Sexta, 19 Abril 2002
Com a preciosa contribuição das «vítimas», graças ao maremoto de correspondentes comentários na generalidade da comunicação social e à ajuda de centenas de títulos sobre «expulsões» e «purgas» sempre iminentes, talvez não seja de admirar que boa parte da opinião pública esteja a receber a imagem do PCP como um partido onde não se tolerariam opiniões divergentes, onde se existiriam «delitos de opinião» que são sancionados e cuja vida interna decorreria debaixo de regras não apenas muito próprias mas também chocantemente autoritárias.
Porém, com graves prejuízos para a compreensão desta situação, praticamente ninguém explicou com detalhe que tenebrosas regras são essas cuja aplicação ou desejo de ver respeitadas estão por detrás da famosa «sanha persecutória» que percorreria o PCP.
É esse verdadeiro serviço público que hoje queremos prestar. De facto, as coisas só podiam ser como estão a ser num partido que, no artº 2º dos seus Estatutos, consagra «a liberdade de discussão e reconhecimento do pluralismo de opiniões» mas de imediato, em limitação de recorte estalinista, esclarece que isto é «dentro dos órgãos próprios do Partido», o que, como é bom de ver, inviabiliza a celebrada «circulação horizontal de informação» . E que, logo a seguir, num inaceitável ataque à liberdade de opinião e à individualidade dos seus membros, prescreve como principio da organização «o respeito por todos pelas decisões da maioria, tomadas segundo os presentes Estatutos». E que, ao descrever no artº 6º os direitos dos militantes, situa «no interior do Partido» o direito a «discutir livremente os problemas nacionais e internacionais».
De facto, as coisas não podiam ser diferentes num partido que, no seu Regulamento de Disciplina, elenca um pormenorizado e doentio conjunto de 15 infracções disciplinares.
Na verdade, nesse detestável Regulamento definem-se como infracções disciplinares dos militantes (passíveis de diversas sanções) coisas como (ler com atenção, por favor): o «tornar conhecidos, seja por que forma for, factos ou decisões referentes à vida interna do Partido e dos quais se tenha sabido no exercício de cargos, funções ou missões para que tenha sido designado»; a «defesa pública de posições contrárias aos princípios (...) do programa partidário»; o «manifesto desrespeito pelas deliberações emitidas pelos órgãos competentes do Partido, designadamente através dos órgãos de comunicação social»; a «inscrição em qualquer associação política não filiada no Partido» se feita sem conhecimento da direcção nacional do partido; a «participação», sem autorização dos órgãos nacionais, «em qualquer actividades susceptível de contrariar as directrizes dos competentes órgãos do Partido»; o «comportamento provadamente lesivo dos objectivos prosseguidos pelo Partido»; o «estabelecer polémica com outros membros do Partido fora dos quadros ou órgãos partidários desde que a discussão incida sobre deliberações dos respectivos órgãos estatutários e seja susceptível de pôr em causa a eficácia daquelas directrizes».

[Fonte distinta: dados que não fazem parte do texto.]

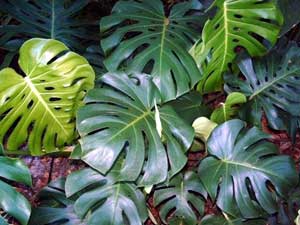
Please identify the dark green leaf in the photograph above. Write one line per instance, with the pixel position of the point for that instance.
(291, 15)
(140, 35)
(247, 173)
(55, 208)
(182, 195)
(220, 220)
(119, 117)
(11, 201)
(272, 84)
(251, 24)
(190, 106)
(104, 201)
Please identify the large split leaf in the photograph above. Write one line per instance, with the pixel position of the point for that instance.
(54, 207)
(104, 201)
(55, 19)
(39, 108)
(250, 24)
(272, 84)
(246, 172)
(120, 117)
(140, 35)
(11, 201)
(220, 220)
(181, 194)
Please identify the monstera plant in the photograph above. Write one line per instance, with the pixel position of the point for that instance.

E, para terminar, só falta dizer que, com evidente incidência no mais recente «caso», aquele Regulamento de Disciplina vai ainda ao requinte de considerar como «circunstâncias agravantes» das 15 infracções disciplinares «a publicidade das faltas cometidas» e «ser o infractor titular de órgãos nacionais e regionais».
A quem aqui tenha conseguido chegar, está agora reservado um balde de água gelada ou, quem sabe, um suspiro de alívio. É que todas estas normas e regras aqui fastidiosamente reproduzidas não dizem respeito ao PCP mas – segurem-se! - aos Estatutos e ao Regulamento de Disciplina vigentes no PSD!.
Sendo ainda de acrescentar que são muito mais minuciosas e, consequentemente, muito mais restritivas que as que estão consagradas nos Estatutos do PCP.
Existindo princípios e regras semelhantes noutros partidos, só escolhemos o exemplo do PSD em homenagem ao Prof. Marcelo Rebelo de Sousa, que tanto tem zurzido no férreo partido que o PCP seria, e que em próxima crónica na TVI, não deixará de esclarecer como é que, como líder do PSD, foi cúmplice de tão infames regras.
Mas deve entretanto ficar claro que também nos Estatutos do PS, entre os deveres dos militantes, se incluem coisas como «guardar sigilo sobre as actividades internas dos órgãos do Partido de que sejam titulares ou a que assistam como participantes, observadores ou convidados»; «ser leal ao Programa, Estatutos e directrizes do Partido, bem como aos seus Regulamento»: «respeitar, cumprir e fazer cumprir os presentes Estatutos e seus Regulamentos, bem como as decisões dos órgãos do Partido».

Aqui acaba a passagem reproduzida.